Lawton Stokes: How to Maintain a Title Insurance Agency in Changing Times.
Posted By Cliff Tuttle | March 22, 2015
No. 1,129
You may have heard that things are changing big time in the residential real estate closing business. The operant words here are “big” and “business.” Closing residential loans has become a big business and those who handle closings of residential mortgages are doing it full-time on a large scale. While law firms are not excluded from this arena, most closers are not law firms but are title agencies owned and operated by non-lawyers. The trend has been for lenders to establish in-house title agencies and they have a monopoly in closing their own loans.
Lawton Stokes is an attorney who with his wife Kristin, also an attorney, operates real estate broker Achieve Realty. The Stokes also operate a real estate closing agency which is in the process of transition to the new world of residential real estate loan closings. This transition is not going to be easy, but Stokes says that it can be done.
Q: How has the title insurance business changed in recent years?
1. Pillar No 1: Establish and maintain current license(s) as required to conduct the business of title insurance and settlement services. [Easy.]
2. Pillar No. 2: Adopt and maintain appropriate written procedures and controls for escrow trust accounts allowing for electronic verification of reconciliation. [This should be easy if you currently use title insurance software that creates settlement statements and also handles the accounting function. These companies are all adapting to help their customers meet this requirement.
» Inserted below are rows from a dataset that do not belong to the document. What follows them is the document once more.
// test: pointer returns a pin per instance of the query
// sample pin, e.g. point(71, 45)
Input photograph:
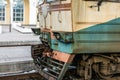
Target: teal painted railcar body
point(100, 38)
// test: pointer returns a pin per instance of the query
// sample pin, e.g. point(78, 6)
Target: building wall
point(29, 13)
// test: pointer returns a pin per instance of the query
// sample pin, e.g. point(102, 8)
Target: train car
point(80, 39)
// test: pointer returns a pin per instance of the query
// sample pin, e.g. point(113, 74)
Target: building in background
point(20, 11)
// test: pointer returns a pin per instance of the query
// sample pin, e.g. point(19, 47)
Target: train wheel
point(84, 69)
point(96, 68)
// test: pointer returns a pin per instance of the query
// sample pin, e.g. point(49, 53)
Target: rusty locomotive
point(80, 39)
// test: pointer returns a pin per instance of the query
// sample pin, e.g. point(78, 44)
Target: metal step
point(50, 68)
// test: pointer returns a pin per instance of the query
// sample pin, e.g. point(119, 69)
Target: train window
point(105, 0)
point(54, 0)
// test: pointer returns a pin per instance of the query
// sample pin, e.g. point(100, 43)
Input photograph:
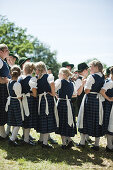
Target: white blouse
point(78, 83)
point(108, 85)
point(90, 81)
point(17, 89)
point(58, 86)
point(1, 63)
point(33, 81)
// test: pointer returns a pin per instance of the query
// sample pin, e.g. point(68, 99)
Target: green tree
point(15, 37)
point(89, 60)
point(19, 42)
point(43, 53)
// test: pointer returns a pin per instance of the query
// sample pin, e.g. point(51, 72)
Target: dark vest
point(67, 88)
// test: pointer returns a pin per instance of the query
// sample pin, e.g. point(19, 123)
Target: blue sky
point(77, 29)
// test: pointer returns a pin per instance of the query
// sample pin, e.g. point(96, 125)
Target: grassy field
point(36, 158)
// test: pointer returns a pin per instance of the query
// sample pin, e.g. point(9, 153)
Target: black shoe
point(48, 146)
point(70, 144)
point(30, 143)
point(108, 150)
point(64, 147)
point(13, 143)
point(89, 141)
point(39, 143)
point(52, 141)
point(79, 145)
point(2, 139)
point(31, 138)
point(96, 148)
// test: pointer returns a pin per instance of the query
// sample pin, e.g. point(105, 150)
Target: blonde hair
point(28, 67)
point(98, 64)
point(41, 67)
point(3, 47)
point(15, 71)
point(65, 71)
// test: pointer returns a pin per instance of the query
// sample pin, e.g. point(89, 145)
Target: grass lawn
point(36, 158)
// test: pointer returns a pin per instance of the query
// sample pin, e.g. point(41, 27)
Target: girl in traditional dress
point(43, 87)
point(90, 118)
point(107, 92)
point(67, 126)
point(14, 105)
point(4, 75)
point(29, 102)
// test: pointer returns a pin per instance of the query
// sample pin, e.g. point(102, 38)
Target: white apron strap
point(25, 103)
point(110, 126)
point(56, 112)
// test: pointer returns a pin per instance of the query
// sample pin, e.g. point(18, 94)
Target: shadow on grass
point(74, 156)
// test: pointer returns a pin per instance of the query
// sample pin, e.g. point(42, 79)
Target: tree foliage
point(25, 45)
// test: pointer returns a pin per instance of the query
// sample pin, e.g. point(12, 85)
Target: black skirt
point(3, 100)
point(14, 113)
point(91, 117)
point(46, 123)
point(31, 120)
point(64, 129)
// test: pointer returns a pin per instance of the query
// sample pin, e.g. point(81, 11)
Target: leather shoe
point(52, 141)
point(1, 138)
point(79, 145)
point(48, 146)
point(108, 150)
point(64, 147)
point(30, 143)
point(13, 143)
point(96, 148)
point(70, 144)
point(39, 143)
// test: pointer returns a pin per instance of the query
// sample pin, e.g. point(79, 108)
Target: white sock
point(109, 141)
point(97, 141)
point(82, 141)
point(41, 137)
point(2, 132)
point(8, 129)
point(14, 133)
point(23, 131)
point(68, 139)
point(63, 140)
point(87, 137)
point(45, 138)
point(26, 135)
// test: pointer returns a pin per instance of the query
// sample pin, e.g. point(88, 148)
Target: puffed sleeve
point(78, 83)
point(18, 89)
point(50, 78)
point(108, 85)
point(57, 85)
point(1, 63)
point(75, 90)
point(33, 83)
point(89, 82)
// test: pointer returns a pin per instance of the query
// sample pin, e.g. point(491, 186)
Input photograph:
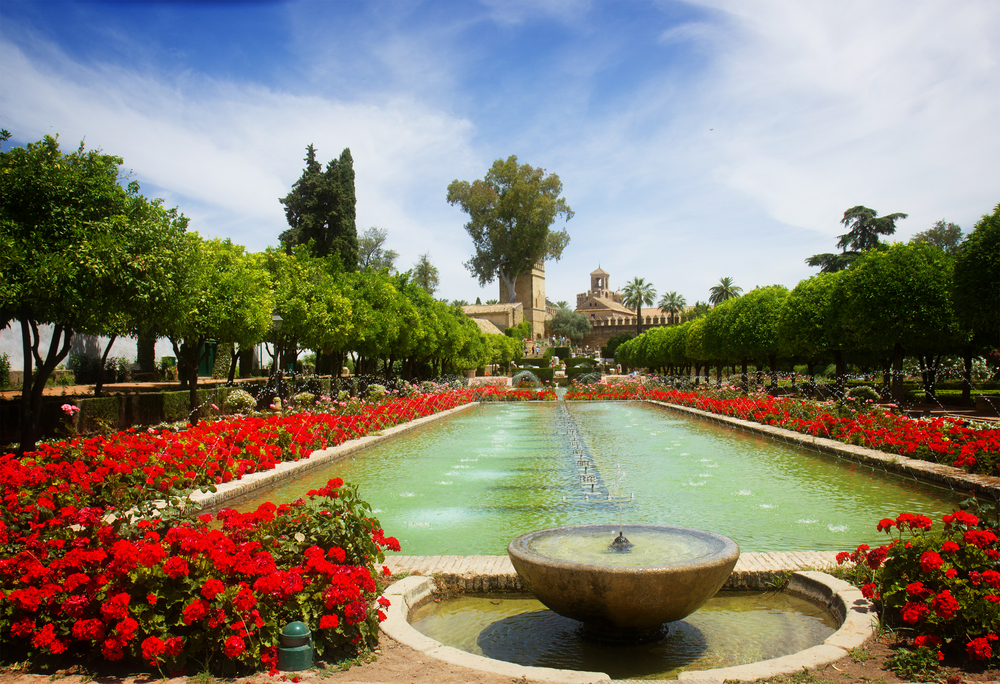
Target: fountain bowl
point(625, 597)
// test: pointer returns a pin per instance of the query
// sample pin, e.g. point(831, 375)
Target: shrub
point(942, 591)
point(304, 399)
point(240, 401)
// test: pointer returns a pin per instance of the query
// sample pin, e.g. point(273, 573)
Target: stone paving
point(496, 573)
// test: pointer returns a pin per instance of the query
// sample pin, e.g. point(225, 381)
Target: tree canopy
point(320, 209)
point(511, 211)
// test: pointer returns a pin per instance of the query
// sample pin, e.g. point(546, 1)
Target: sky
point(694, 140)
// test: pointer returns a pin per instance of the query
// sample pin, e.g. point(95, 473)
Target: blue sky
point(694, 140)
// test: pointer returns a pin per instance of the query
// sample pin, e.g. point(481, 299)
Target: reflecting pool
point(469, 483)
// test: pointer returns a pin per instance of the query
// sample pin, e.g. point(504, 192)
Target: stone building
point(529, 290)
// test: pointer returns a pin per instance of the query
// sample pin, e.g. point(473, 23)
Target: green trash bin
point(295, 652)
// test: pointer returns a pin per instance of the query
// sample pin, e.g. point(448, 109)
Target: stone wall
point(603, 330)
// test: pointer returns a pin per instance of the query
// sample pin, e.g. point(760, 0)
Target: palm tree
point(723, 291)
point(636, 293)
point(672, 303)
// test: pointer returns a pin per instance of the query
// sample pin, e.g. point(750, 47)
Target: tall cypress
point(321, 208)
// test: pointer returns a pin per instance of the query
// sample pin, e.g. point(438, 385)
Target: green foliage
point(240, 401)
point(320, 210)
point(977, 271)
point(510, 213)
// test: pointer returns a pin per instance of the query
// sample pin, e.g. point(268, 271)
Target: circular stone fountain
point(623, 593)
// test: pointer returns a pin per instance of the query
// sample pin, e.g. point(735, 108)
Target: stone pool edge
point(856, 614)
point(933, 473)
point(318, 458)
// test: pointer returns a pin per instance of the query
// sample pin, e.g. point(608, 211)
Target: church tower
point(529, 289)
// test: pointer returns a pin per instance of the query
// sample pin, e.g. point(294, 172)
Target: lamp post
point(276, 322)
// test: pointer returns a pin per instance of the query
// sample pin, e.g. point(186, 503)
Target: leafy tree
point(320, 209)
point(944, 236)
point(372, 253)
point(697, 311)
point(807, 323)
point(976, 295)
point(510, 213)
point(223, 294)
point(315, 313)
point(673, 304)
point(864, 228)
point(898, 300)
point(71, 255)
point(725, 290)
point(568, 323)
point(425, 274)
point(636, 293)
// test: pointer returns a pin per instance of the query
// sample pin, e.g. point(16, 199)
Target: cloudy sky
point(694, 140)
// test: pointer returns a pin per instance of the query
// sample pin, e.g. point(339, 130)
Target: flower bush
point(943, 590)
point(941, 440)
point(92, 567)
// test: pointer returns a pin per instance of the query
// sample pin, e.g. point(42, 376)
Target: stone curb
point(933, 473)
point(856, 615)
point(320, 457)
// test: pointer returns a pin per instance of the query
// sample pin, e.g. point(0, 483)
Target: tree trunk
point(234, 358)
point(100, 370)
point(33, 384)
point(967, 375)
point(898, 391)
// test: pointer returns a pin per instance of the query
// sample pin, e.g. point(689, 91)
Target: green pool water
point(470, 483)
point(732, 628)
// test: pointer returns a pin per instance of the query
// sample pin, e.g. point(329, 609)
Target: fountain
point(623, 591)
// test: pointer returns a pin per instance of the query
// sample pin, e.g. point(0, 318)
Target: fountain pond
point(470, 483)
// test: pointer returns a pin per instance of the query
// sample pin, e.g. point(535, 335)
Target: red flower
point(194, 611)
point(979, 649)
point(234, 646)
point(930, 561)
point(116, 607)
point(152, 648)
point(914, 612)
point(92, 630)
point(945, 605)
point(928, 640)
point(212, 588)
point(176, 567)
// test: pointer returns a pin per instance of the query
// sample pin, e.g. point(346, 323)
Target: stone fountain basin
point(568, 570)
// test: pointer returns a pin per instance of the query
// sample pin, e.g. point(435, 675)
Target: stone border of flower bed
point(856, 615)
point(320, 457)
point(933, 473)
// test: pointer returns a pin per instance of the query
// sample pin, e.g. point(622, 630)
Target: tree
point(898, 301)
point(865, 226)
point(945, 236)
point(425, 274)
point(320, 209)
point(510, 213)
point(673, 304)
point(975, 292)
point(568, 323)
point(723, 291)
point(636, 293)
point(224, 295)
point(372, 254)
point(71, 255)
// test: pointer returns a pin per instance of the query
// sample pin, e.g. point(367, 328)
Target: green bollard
point(295, 652)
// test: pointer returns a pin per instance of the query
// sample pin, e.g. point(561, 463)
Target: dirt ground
point(398, 664)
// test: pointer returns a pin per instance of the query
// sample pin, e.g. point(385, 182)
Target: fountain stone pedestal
point(623, 596)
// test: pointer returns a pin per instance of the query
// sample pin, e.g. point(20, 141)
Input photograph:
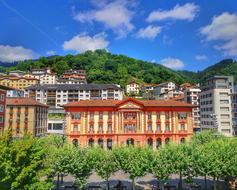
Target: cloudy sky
point(178, 34)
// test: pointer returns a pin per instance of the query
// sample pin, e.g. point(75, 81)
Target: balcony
point(75, 133)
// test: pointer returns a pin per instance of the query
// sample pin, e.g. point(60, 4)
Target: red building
point(131, 121)
point(2, 109)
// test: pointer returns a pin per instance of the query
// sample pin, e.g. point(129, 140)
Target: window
point(167, 128)
point(182, 115)
point(182, 127)
point(1, 108)
point(158, 128)
point(75, 128)
point(101, 128)
point(101, 116)
point(149, 115)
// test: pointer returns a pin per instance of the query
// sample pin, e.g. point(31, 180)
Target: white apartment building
point(55, 96)
point(215, 104)
point(234, 110)
point(192, 95)
point(133, 88)
point(166, 90)
point(45, 76)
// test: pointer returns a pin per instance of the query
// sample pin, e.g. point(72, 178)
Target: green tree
point(133, 160)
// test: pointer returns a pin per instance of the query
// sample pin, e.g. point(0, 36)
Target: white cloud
point(184, 12)
point(223, 28)
point(16, 53)
point(201, 57)
point(149, 32)
point(114, 15)
point(83, 42)
point(172, 63)
point(50, 52)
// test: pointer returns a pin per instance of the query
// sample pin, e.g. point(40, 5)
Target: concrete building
point(192, 96)
point(45, 76)
point(132, 88)
point(234, 110)
point(166, 91)
point(25, 115)
point(215, 104)
point(130, 121)
point(18, 82)
point(73, 77)
point(55, 96)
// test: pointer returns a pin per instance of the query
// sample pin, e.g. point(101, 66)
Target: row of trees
point(31, 163)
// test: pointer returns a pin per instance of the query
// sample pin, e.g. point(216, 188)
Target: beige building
point(25, 115)
point(18, 82)
point(215, 104)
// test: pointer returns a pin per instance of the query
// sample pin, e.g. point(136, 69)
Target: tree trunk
point(205, 179)
point(58, 182)
point(107, 184)
point(180, 181)
point(61, 178)
point(133, 184)
point(214, 185)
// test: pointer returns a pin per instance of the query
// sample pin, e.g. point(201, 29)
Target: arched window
point(101, 143)
point(167, 140)
point(109, 144)
point(158, 142)
point(75, 142)
point(130, 141)
point(182, 140)
point(91, 142)
point(150, 141)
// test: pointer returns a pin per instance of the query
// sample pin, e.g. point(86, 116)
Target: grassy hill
point(104, 67)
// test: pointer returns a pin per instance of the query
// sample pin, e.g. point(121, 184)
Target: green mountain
point(104, 67)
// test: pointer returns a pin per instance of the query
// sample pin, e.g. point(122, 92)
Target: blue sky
point(179, 34)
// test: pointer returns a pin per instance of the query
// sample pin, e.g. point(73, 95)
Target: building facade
point(132, 88)
point(45, 76)
point(131, 121)
point(55, 96)
point(2, 109)
point(18, 82)
point(215, 104)
point(25, 115)
point(192, 96)
point(73, 77)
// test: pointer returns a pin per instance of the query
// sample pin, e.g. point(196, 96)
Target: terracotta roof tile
point(23, 102)
point(115, 103)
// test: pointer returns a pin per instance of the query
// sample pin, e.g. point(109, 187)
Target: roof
point(116, 103)
point(23, 102)
point(74, 87)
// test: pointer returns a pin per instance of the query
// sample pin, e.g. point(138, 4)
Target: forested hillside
point(104, 67)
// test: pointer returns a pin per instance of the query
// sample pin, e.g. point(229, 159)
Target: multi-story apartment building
point(132, 88)
point(55, 96)
point(73, 77)
point(215, 104)
point(25, 115)
point(45, 76)
point(130, 121)
point(18, 82)
point(166, 90)
point(234, 110)
point(192, 95)
point(2, 109)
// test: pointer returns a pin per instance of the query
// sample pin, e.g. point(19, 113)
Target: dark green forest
point(104, 67)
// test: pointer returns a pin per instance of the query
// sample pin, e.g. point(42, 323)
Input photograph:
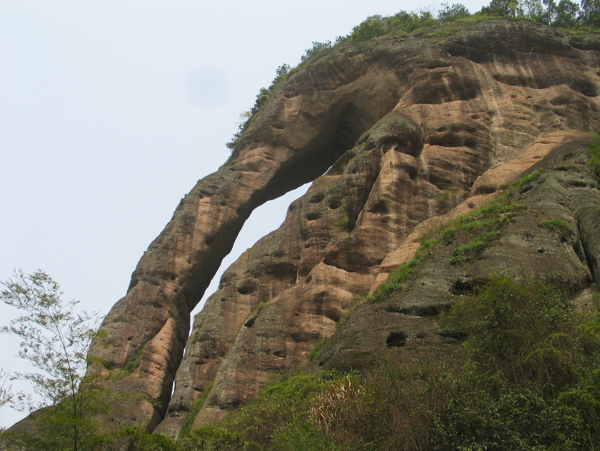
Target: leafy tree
point(449, 13)
point(5, 392)
point(54, 339)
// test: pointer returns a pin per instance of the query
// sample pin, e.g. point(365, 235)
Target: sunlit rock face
point(397, 134)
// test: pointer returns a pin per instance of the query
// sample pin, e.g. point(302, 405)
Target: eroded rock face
point(397, 134)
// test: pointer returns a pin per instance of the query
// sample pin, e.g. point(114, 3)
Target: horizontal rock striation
point(398, 135)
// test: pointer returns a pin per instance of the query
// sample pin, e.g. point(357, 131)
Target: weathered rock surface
point(398, 134)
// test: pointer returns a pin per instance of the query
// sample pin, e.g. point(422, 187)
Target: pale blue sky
point(110, 111)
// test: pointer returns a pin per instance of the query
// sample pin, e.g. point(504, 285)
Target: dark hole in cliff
point(396, 340)
point(247, 287)
point(315, 199)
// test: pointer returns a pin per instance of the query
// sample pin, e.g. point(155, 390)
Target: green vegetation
point(398, 279)
point(561, 228)
point(565, 14)
point(486, 221)
point(527, 379)
point(473, 250)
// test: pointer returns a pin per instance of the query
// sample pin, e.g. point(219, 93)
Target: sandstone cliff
point(398, 135)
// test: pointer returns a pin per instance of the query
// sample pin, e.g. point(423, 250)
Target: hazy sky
point(110, 111)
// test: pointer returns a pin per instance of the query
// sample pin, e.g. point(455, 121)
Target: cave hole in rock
point(262, 221)
point(396, 339)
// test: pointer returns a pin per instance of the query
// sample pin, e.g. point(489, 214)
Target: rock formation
point(398, 134)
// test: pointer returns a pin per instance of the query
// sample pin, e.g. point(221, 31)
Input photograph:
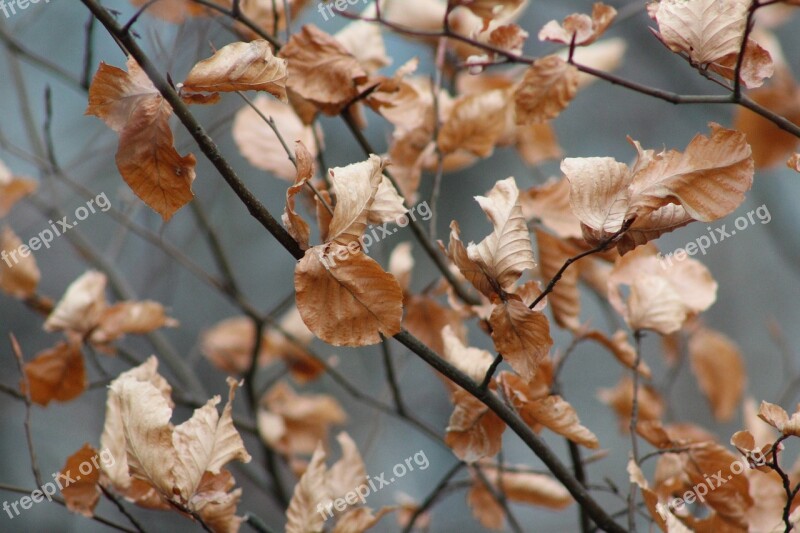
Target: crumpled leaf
point(82, 495)
point(355, 187)
point(546, 90)
point(12, 189)
point(662, 297)
point(172, 459)
point(345, 297)
point(506, 252)
point(321, 70)
point(521, 335)
point(297, 227)
point(550, 411)
point(708, 180)
point(293, 423)
point(56, 374)
point(83, 310)
point(579, 28)
point(239, 67)
point(130, 104)
point(474, 431)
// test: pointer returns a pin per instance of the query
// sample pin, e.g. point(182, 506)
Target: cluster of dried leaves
point(602, 210)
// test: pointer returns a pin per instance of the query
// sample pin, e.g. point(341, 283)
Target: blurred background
point(757, 270)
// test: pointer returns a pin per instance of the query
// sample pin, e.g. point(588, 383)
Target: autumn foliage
point(485, 323)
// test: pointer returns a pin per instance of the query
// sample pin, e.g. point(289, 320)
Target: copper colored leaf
point(82, 495)
point(297, 227)
point(720, 371)
point(302, 515)
point(321, 69)
point(295, 423)
point(19, 274)
point(12, 189)
point(545, 90)
point(345, 297)
point(56, 374)
point(146, 158)
point(521, 335)
point(578, 28)
point(240, 67)
point(474, 430)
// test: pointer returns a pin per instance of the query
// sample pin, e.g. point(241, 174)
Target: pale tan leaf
point(205, 443)
point(546, 90)
point(113, 436)
point(294, 423)
point(82, 495)
point(507, 251)
point(579, 29)
point(302, 515)
point(12, 189)
point(720, 371)
point(130, 317)
point(19, 274)
point(468, 268)
point(216, 503)
point(705, 30)
point(240, 67)
point(388, 205)
point(474, 431)
point(82, 305)
point(521, 335)
point(535, 489)
point(345, 297)
point(355, 187)
point(56, 374)
point(474, 123)
point(258, 143)
point(322, 70)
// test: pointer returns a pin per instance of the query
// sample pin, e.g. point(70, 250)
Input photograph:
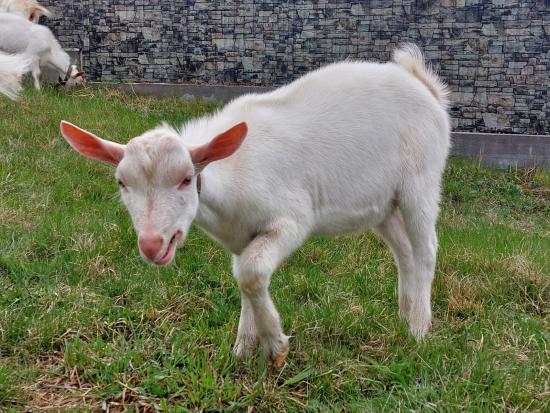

If you don’t have software that does this, you’ll have to obtain it.]
3. Pillar No. 3: Adopt and maintain a written privacy and information security program to protect non-public Personal Information as required by local, state and federal law. [This is a challenge for offices that are not “compartmentalized.” If the public and/or your cleaning staff can access your files, regardless of the time of day, you have to modify your office layout. If you work from home and see no clients at home and conduct your closings away from home, you’re okay as long as you don’t have a cleaning person at your house. If you work from an office, you’ll have to keep the files locked away when you’re not working on them. Furthermore, you’re going to have to encrypt your email. And while you’re at it, encrypt your desk top and your server too.]
4. Pillar No. 4: Adopt standard real estate settlement procedures and policies that help ensure compliance with federal and state consumer financial laws as applicable to the settlement process. [You probably already have these procedures in place. Formalize them.]
5. Pillar No. 5: Adopt and maintain written procedures related to title policy production, delivery, reporting, and premium remittance. [Imagine recording, issuing your title policy and remitting within a maximum of 30-60 days.]
6. Pillar No. 6: Maintain appropriate professional liability insurance and fidelity coverage. [You should already have this.]
7. Pillar No. 7: Adopt and maintain written procedures for resolving consumer complaints. [Easy.]